Tweets From Space: NASA Turns To Twitter And YouTube To Reconnect With The Public

“I find it frightening that the first alien contact we might make could be a tweet.”
Truer words have never been spoken by a YouTube commenter.

NASA astronaut Mark Polansky, who will be commanding the next mission to the International Space Station, has just posted a video to NASA’s official YouTube channel inviting YouTubers and Twitter fans to take part in his next mission, submitting video questions via YouTube and following mission updates over Twitter.

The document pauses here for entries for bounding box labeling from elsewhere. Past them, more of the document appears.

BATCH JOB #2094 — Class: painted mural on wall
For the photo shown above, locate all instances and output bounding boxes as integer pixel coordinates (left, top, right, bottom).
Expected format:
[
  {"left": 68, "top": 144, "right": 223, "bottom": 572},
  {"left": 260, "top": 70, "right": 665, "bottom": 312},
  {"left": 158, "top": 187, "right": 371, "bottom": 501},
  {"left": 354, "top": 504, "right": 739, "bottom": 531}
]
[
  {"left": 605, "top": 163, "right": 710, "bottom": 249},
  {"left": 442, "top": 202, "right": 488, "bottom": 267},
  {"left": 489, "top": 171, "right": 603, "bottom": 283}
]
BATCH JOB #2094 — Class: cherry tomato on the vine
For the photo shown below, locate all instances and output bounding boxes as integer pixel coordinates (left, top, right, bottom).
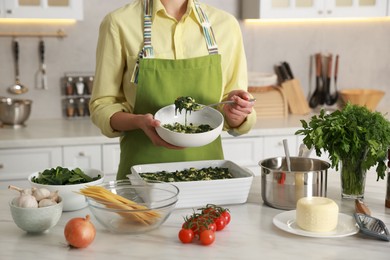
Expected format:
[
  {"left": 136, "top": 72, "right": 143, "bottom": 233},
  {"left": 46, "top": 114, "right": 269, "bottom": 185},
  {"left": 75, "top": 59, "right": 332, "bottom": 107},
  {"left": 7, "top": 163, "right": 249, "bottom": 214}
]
[
  {"left": 214, "top": 216, "right": 226, "bottom": 231},
  {"left": 178, "top": 228, "right": 194, "bottom": 244},
  {"left": 199, "top": 230, "right": 215, "bottom": 246},
  {"left": 221, "top": 210, "right": 231, "bottom": 226}
]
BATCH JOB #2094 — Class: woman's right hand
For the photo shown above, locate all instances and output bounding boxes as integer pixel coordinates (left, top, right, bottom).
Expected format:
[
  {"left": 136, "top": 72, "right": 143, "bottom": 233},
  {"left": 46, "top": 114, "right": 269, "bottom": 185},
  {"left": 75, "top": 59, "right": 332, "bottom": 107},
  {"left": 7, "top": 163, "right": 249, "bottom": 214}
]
[
  {"left": 110, "top": 111, "right": 183, "bottom": 150},
  {"left": 141, "top": 114, "right": 183, "bottom": 150}
]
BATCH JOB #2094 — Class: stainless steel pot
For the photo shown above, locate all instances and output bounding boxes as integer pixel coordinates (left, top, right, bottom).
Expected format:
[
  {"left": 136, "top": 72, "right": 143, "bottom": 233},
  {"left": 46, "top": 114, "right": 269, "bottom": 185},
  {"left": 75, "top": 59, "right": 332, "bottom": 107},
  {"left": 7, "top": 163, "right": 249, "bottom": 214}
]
[
  {"left": 259, "top": 157, "right": 330, "bottom": 210},
  {"left": 0, "top": 97, "right": 32, "bottom": 128}
]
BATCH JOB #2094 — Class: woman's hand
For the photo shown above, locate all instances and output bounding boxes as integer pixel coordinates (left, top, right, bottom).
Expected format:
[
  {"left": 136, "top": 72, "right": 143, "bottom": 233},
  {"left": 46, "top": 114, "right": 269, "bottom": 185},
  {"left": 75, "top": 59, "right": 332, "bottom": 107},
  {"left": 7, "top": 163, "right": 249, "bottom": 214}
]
[
  {"left": 110, "top": 112, "right": 183, "bottom": 150},
  {"left": 223, "top": 90, "right": 254, "bottom": 128},
  {"left": 141, "top": 114, "right": 183, "bottom": 150}
]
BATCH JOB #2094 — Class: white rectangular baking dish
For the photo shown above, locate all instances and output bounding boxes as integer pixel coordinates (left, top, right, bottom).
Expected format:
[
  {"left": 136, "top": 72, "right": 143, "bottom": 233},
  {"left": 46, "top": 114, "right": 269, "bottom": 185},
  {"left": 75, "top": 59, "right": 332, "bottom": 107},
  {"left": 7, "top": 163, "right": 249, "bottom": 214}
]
[{"left": 127, "top": 160, "right": 253, "bottom": 208}]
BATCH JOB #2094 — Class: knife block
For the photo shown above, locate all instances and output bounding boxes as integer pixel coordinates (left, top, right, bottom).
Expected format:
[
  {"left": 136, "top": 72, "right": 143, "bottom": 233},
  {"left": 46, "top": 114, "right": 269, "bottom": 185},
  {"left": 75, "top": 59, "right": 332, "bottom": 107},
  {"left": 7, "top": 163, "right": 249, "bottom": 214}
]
[
  {"left": 248, "top": 86, "right": 288, "bottom": 118},
  {"left": 282, "top": 79, "right": 311, "bottom": 115}
]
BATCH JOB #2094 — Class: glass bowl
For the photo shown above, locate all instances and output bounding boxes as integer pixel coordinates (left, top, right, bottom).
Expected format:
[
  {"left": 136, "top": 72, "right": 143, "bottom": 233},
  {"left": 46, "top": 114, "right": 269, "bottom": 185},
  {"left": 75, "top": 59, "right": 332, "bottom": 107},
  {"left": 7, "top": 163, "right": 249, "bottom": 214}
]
[{"left": 86, "top": 180, "right": 179, "bottom": 234}]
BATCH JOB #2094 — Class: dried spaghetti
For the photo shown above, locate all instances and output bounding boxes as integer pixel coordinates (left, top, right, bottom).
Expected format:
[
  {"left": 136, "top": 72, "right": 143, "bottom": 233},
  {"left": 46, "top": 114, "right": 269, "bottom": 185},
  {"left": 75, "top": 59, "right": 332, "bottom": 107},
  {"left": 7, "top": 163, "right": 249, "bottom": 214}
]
[{"left": 80, "top": 186, "right": 161, "bottom": 225}]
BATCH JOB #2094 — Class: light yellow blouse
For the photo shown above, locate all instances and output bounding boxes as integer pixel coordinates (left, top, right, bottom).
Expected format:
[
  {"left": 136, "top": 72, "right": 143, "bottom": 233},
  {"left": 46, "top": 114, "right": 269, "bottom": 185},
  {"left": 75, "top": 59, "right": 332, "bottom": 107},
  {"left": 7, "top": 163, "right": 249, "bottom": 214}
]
[{"left": 90, "top": 0, "right": 256, "bottom": 137}]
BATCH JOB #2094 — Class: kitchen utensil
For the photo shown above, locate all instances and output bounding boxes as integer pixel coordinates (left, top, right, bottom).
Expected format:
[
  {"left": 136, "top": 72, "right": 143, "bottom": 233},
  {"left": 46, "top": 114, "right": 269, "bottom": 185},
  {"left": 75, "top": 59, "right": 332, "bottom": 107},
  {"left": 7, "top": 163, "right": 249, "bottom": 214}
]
[
  {"left": 283, "top": 139, "right": 291, "bottom": 172},
  {"left": 309, "top": 53, "right": 324, "bottom": 108},
  {"left": 0, "top": 97, "right": 32, "bottom": 128},
  {"left": 37, "top": 40, "right": 48, "bottom": 90},
  {"left": 259, "top": 157, "right": 330, "bottom": 210},
  {"left": 353, "top": 213, "right": 390, "bottom": 241},
  {"left": 196, "top": 98, "right": 256, "bottom": 111},
  {"left": 8, "top": 39, "right": 28, "bottom": 95}
]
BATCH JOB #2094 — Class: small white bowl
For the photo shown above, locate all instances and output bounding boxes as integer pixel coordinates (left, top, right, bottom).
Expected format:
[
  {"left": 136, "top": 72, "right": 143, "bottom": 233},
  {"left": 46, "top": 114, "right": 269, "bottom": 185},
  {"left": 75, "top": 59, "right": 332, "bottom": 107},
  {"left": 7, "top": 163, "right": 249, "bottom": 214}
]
[
  {"left": 28, "top": 167, "right": 104, "bottom": 211},
  {"left": 154, "top": 105, "right": 224, "bottom": 147},
  {"left": 9, "top": 196, "right": 63, "bottom": 233}
]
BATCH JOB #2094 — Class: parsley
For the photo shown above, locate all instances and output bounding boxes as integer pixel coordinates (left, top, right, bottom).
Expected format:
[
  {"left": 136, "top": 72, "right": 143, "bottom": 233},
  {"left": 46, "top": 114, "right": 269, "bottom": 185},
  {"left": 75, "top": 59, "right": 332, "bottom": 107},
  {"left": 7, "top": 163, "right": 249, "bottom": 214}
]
[{"left": 295, "top": 103, "right": 390, "bottom": 180}]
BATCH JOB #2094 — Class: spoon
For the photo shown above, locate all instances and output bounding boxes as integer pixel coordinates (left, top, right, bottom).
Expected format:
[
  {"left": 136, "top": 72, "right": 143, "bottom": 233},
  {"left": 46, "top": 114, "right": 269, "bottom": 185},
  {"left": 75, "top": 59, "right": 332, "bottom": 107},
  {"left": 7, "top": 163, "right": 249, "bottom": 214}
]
[
  {"left": 8, "top": 40, "right": 28, "bottom": 94},
  {"left": 283, "top": 139, "right": 291, "bottom": 172},
  {"left": 195, "top": 98, "right": 256, "bottom": 110}
]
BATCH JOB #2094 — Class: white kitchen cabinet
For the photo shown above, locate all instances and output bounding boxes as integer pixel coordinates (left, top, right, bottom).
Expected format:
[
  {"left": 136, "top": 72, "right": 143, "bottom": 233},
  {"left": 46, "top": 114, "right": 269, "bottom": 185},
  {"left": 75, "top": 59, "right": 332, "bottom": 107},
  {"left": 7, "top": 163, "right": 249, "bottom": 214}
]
[
  {"left": 242, "top": 0, "right": 388, "bottom": 19},
  {"left": 63, "top": 144, "right": 102, "bottom": 170},
  {"left": 0, "top": 0, "right": 83, "bottom": 20},
  {"left": 222, "top": 136, "right": 264, "bottom": 175},
  {"left": 0, "top": 147, "right": 62, "bottom": 189}
]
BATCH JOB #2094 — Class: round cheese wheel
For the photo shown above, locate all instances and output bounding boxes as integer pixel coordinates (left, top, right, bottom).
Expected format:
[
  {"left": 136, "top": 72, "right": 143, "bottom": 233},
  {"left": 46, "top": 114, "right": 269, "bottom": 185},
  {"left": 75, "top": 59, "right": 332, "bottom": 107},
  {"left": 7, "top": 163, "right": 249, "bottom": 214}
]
[{"left": 296, "top": 197, "right": 339, "bottom": 232}]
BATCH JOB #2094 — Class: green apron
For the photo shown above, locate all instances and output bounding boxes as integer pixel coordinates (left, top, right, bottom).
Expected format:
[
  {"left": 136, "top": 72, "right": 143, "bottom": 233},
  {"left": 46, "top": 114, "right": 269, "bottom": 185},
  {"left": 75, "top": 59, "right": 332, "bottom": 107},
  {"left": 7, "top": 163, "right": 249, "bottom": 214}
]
[{"left": 117, "top": 0, "right": 223, "bottom": 179}]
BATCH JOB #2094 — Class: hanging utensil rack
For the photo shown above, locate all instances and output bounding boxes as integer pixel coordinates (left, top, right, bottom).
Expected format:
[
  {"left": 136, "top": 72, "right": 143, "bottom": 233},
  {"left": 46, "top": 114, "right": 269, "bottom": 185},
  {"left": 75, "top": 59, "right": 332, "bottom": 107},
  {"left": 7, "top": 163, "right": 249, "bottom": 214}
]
[{"left": 0, "top": 29, "right": 67, "bottom": 38}]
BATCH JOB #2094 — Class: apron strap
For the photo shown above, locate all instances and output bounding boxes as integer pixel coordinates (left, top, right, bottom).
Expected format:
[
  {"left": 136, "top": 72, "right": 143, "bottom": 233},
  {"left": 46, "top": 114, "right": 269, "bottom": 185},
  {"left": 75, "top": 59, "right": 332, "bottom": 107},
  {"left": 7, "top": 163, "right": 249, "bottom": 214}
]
[{"left": 131, "top": 0, "right": 218, "bottom": 84}]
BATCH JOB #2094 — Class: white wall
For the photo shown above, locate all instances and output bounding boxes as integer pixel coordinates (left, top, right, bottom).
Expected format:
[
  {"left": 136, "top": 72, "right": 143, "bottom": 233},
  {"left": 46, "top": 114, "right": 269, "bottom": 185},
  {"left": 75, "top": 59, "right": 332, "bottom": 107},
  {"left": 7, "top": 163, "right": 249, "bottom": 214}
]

To ask a question, Polansky says to create a video of around thirty seconds and post it to YouTube, then send it to his Twitter account using an @reply. He’ll respond to the questions on NASA TV, which is broadcast nation-wide.

Polansky won’t actually be the first person to Tweet from space – that title will likely belong to Mike Massimino, who plans to Tweet from Space Shuttle Atlantis, which embarks on mission STS-125 in less than three days.

NASA has recently been making a big push in using modern consumer technology, the web, and social sites to reach a broader audience. Yesterday it launched a collection of very impressive Photosynth galleries of the ISS and Mars Rover. And they have more exciting releases in the works. This is something that is long overdue – the public may not be as enamored of space missions as it was a few decades ago, but the feats these astronauts are undertaking are no less impressive. And frankly I’d much rather follow the updates of true heroes than yet another celebrity on Twitter.

Still, I can’t help but wonder if alien races will stumble across the tweets and conclude that our brains are only capable of interpreting 140 characters at a time.